The Kremlin reportedly took innovative measures to control the spread of Islamic extremism in Russia. According to an article in the Russian daily Novaya Gazeta, the FSB covertly established a ‘green corridor’ to facilitate the travel of extremists from Chechnya and neighbouring Dagestan to Syria via Turkey, with the overall goal of reducing potential violence in Russia’s North Caucasus region. This led to a steep increase in the number of foreign fighters travelling from the North Caucasus and corresponded with a significant decrease in domestic terrorist activities, but only until the Russian intervention in the Syria/Iraq conflict.10
There are an estimated 2,500 people from Russia/North Caucus fighting in the Middle East now. Analysts have opined that a serious deterioration of the security situation in the region is in the offing after the militants start returning to the region. There is an underlying fear that this re-migration could have a larger impact on South and Central Asian stability as well. Russian support for the Taliban in Afghanistan, on the ground that it is less of a danger than ISIS, has led to a resurgence of the Taliban’s reach and contributed to its military victories against the Afghan Security Forces.
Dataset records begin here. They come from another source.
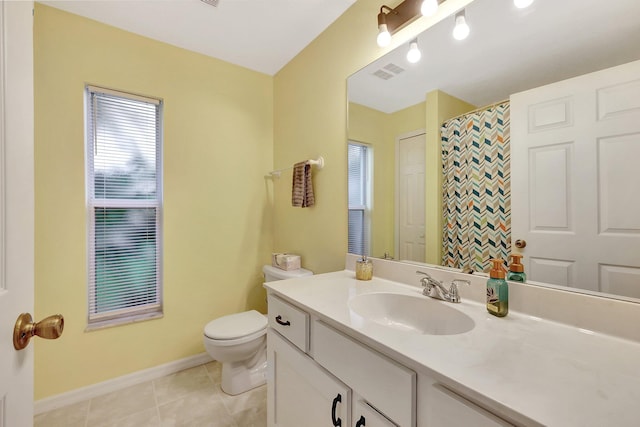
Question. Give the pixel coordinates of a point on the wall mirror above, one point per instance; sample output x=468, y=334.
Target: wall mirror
x=523, y=56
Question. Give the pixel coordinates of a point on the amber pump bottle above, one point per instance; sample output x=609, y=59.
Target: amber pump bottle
x=497, y=290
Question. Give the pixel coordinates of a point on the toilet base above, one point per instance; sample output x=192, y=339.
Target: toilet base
x=238, y=377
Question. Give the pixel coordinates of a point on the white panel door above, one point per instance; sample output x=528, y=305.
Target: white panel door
x=411, y=201
x=16, y=208
x=575, y=150
x=300, y=392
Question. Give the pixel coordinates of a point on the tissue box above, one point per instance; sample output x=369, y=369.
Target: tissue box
x=285, y=261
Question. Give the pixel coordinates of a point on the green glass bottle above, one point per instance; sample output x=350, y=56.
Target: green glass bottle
x=516, y=269
x=497, y=290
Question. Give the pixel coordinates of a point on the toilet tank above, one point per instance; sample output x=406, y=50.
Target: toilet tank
x=272, y=274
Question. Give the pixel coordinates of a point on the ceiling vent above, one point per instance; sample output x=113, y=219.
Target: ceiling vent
x=388, y=71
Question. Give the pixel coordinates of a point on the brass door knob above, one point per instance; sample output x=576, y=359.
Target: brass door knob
x=49, y=328
x=520, y=244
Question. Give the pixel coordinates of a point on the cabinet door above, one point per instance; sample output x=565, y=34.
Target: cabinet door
x=300, y=392
x=365, y=415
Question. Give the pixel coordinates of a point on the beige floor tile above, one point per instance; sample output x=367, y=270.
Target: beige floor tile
x=256, y=398
x=177, y=385
x=148, y=418
x=215, y=371
x=69, y=416
x=188, y=398
x=200, y=408
x=252, y=417
x=106, y=410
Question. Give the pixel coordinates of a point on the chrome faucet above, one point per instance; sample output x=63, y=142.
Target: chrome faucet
x=435, y=289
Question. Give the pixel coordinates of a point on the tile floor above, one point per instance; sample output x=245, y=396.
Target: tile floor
x=187, y=398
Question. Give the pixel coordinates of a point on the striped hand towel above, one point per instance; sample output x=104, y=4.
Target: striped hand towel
x=302, y=189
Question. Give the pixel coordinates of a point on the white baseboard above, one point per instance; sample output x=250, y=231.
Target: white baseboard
x=94, y=390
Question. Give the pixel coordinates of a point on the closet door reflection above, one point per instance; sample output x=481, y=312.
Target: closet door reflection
x=411, y=201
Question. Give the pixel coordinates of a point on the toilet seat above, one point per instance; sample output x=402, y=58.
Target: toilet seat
x=236, y=328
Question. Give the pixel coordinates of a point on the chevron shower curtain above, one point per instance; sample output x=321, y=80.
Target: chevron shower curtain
x=476, y=188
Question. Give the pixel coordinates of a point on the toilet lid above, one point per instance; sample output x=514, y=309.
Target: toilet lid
x=236, y=325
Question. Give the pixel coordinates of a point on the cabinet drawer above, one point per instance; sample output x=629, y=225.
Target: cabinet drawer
x=388, y=386
x=366, y=416
x=448, y=409
x=290, y=321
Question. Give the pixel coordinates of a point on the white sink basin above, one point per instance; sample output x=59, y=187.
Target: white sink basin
x=411, y=313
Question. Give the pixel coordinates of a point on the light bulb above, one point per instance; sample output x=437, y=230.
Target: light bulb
x=384, y=37
x=521, y=4
x=414, y=54
x=429, y=7
x=461, y=30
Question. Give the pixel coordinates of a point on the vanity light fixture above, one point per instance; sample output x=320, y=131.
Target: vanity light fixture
x=429, y=7
x=384, y=36
x=461, y=30
x=391, y=20
x=521, y=4
x=414, y=54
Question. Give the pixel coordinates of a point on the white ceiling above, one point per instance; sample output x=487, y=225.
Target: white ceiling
x=262, y=35
x=508, y=50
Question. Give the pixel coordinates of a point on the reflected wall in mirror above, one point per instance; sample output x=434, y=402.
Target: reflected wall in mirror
x=570, y=73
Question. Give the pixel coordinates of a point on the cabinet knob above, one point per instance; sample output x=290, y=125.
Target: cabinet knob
x=337, y=422
x=281, y=322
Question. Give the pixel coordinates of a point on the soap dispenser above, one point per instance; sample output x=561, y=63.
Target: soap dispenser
x=497, y=290
x=516, y=269
x=364, y=268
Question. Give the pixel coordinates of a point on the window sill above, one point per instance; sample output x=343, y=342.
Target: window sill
x=110, y=323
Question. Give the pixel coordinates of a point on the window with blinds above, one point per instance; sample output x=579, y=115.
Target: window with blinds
x=359, y=191
x=124, y=206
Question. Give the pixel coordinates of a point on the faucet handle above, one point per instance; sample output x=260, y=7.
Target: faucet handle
x=453, y=289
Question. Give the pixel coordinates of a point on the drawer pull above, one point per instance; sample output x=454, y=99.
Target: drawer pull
x=280, y=322
x=337, y=422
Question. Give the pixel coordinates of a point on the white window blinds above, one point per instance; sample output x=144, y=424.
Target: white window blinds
x=124, y=192
x=358, y=184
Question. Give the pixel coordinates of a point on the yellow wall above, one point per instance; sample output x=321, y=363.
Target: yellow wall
x=218, y=145
x=310, y=113
x=440, y=107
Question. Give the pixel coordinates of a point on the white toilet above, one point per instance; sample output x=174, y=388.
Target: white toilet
x=239, y=341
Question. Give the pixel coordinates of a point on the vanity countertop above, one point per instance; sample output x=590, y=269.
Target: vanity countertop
x=535, y=369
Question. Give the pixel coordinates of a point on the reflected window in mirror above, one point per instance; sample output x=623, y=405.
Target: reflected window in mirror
x=360, y=183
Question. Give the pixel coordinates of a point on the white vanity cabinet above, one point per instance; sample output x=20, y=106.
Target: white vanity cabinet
x=321, y=376
x=344, y=384
x=300, y=392
x=448, y=409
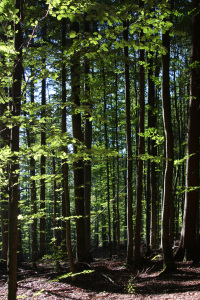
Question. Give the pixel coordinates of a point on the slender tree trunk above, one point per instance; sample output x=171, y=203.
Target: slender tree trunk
x=31, y=141
x=66, y=232
x=151, y=95
x=117, y=149
x=88, y=143
x=78, y=164
x=64, y=129
x=43, y=171
x=4, y=189
x=129, y=152
x=14, y=175
x=168, y=179
x=107, y=167
x=189, y=235
x=140, y=152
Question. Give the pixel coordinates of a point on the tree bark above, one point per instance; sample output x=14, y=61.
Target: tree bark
x=88, y=143
x=78, y=164
x=139, y=188
x=129, y=151
x=14, y=172
x=168, y=179
x=189, y=241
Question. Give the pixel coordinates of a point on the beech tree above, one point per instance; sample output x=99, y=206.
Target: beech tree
x=189, y=234
x=14, y=144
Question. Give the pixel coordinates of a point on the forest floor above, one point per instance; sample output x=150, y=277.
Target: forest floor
x=107, y=279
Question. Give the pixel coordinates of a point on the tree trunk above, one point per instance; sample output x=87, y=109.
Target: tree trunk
x=139, y=191
x=189, y=241
x=88, y=143
x=43, y=171
x=168, y=179
x=14, y=172
x=4, y=189
x=78, y=164
x=129, y=152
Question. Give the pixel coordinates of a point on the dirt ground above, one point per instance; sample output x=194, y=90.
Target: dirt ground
x=106, y=279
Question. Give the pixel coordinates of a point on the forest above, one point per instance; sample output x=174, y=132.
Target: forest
x=99, y=135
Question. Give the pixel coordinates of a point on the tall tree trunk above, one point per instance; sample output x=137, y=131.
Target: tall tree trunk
x=151, y=95
x=153, y=179
x=65, y=194
x=107, y=166
x=140, y=152
x=129, y=151
x=43, y=171
x=66, y=234
x=31, y=141
x=4, y=189
x=14, y=172
x=78, y=164
x=189, y=241
x=117, y=149
x=167, y=195
x=88, y=143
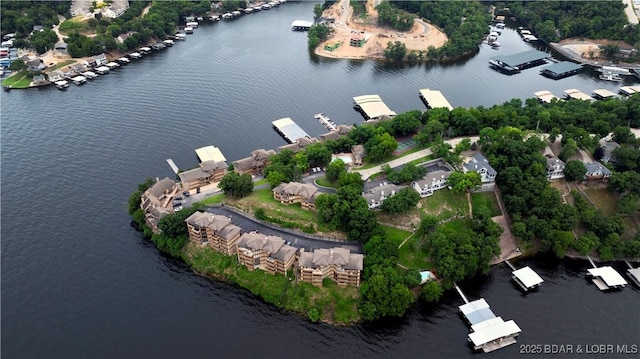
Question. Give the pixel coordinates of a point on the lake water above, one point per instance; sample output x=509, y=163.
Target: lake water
x=78, y=281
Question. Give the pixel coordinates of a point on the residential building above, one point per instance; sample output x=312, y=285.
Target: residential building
x=341, y=130
x=268, y=253
x=596, y=172
x=376, y=195
x=480, y=164
x=432, y=182
x=255, y=163
x=298, y=145
x=555, y=167
x=609, y=147
x=216, y=231
x=206, y=173
x=337, y=264
x=156, y=202
x=295, y=192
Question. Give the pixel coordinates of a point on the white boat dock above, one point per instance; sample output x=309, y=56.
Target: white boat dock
x=489, y=332
x=575, y=94
x=634, y=274
x=605, y=278
x=434, y=99
x=372, y=107
x=173, y=165
x=79, y=80
x=602, y=94
x=289, y=129
x=544, y=96
x=102, y=70
x=325, y=121
x=526, y=277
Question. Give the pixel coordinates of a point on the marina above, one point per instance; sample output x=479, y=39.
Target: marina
x=372, y=107
x=515, y=63
x=561, y=70
x=605, y=278
x=325, y=121
x=488, y=331
x=575, y=94
x=525, y=277
x=289, y=130
x=434, y=99
x=602, y=94
x=544, y=96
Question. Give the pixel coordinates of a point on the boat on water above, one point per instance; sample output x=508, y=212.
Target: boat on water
x=62, y=84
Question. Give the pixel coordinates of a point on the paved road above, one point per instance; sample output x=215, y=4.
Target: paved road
x=249, y=224
x=366, y=173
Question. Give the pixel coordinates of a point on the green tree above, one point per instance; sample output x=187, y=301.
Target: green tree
x=574, y=170
x=431, y=291
x=236, y=185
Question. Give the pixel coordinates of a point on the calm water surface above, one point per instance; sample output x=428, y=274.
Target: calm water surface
x=78, y=281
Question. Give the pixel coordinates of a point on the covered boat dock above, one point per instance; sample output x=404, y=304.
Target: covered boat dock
x=289, y=129
x=210, y=153
x=561, y=70
x=516, y=62
x=301, y=25
x=371, y=107
x=489, y=332
x=434, y=99
x=544, y=96
x=602, y=94
x=629, y=90
x=575, y=94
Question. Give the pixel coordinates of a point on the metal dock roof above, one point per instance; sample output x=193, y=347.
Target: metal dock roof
x=372, y=106
x=289, y=129
x=522, y=57
x=562, y=67
x=434, y=99
x=210, y=153
x=608, y=275
x=528, y=277
x=577, y=95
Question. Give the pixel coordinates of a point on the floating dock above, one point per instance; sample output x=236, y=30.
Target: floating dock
x=602, y=94
x=629, y=90
x=301, y=25
x=575, y=94
x=561, y=70
x=634, y=274
x=372, y=108
x=325, y=121
x=210, y=153
x=289, y=129
x=173, y=166
x=544, y=96
x=605, y=278
x=515, y=63
x=526, y=278
x=489, y=332
x=434, y=99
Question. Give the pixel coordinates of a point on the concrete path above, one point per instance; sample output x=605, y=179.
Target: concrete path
x=366, y=173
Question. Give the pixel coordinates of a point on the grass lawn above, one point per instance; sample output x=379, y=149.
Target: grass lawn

Afghanistan’s security is much more fragile currently than it was in 2014, when Barack Obama initiated a drawdown of US/ NATO forces. ISIS has established a credible presence there, which also continues to be the home of the Al Qaeda senior leadership. According to some analysts, Russia will use its well-equipped interior ministry to initiate repressive measures for controlling returning Jihadis in Russia and Central Asia. This could, in turn, induce a number of Caucasian militants to go to the Af-Pak region rather than return to their homelands. However, it is unlikely that Russia will be safe from the militants’ ire. The face of militancy in the region has now become progressively recidivist and the transition from an insurgency that sought independence into Islamic terrorism has gained momentum. Al Qaeda and its affiliates, which include the Taliban and the ISIS, also follow this trend — their differences are not so much theological as political.11
Unfortunately, this trend seems to be having an impact on India as well. Unrest in Kashmir is showing signs of shifting from sponsored calls for Azaadi to refusing to live in a secular India and wanting to set up an Islamic caliphate. Zakir Musa, the Hizb ul-Mujahideen Commander, who took over the mantle from Burhan Wani after the latter’s death in July 2016, stated in a video that he supported Al-Qaeda which had expressed support for Shariah (Islamic rule) in Kashmir in its online Pushto magazine Nawahi Afghan.
Musa claimed that he was against nationalism and would only work for establishing the rule of Islam — Dar ul-Islam.12 Unfortunately, the video has gained some traction in the Kashmir valley, despite the Hizbul Mujahideen leadership and the Hurriyat leaders distancing themselves from Musa’s views and expelling him from the party. The example of the Chechen agitation morphing from territorial insurgency into Islamic terrorism is there before us. Necessary steps, even if somewhat draconian, are the need of the hour — both for the sake of the Kashmiri people and to prevent this kind of noxious ideology gaining a foothold in the rest of India.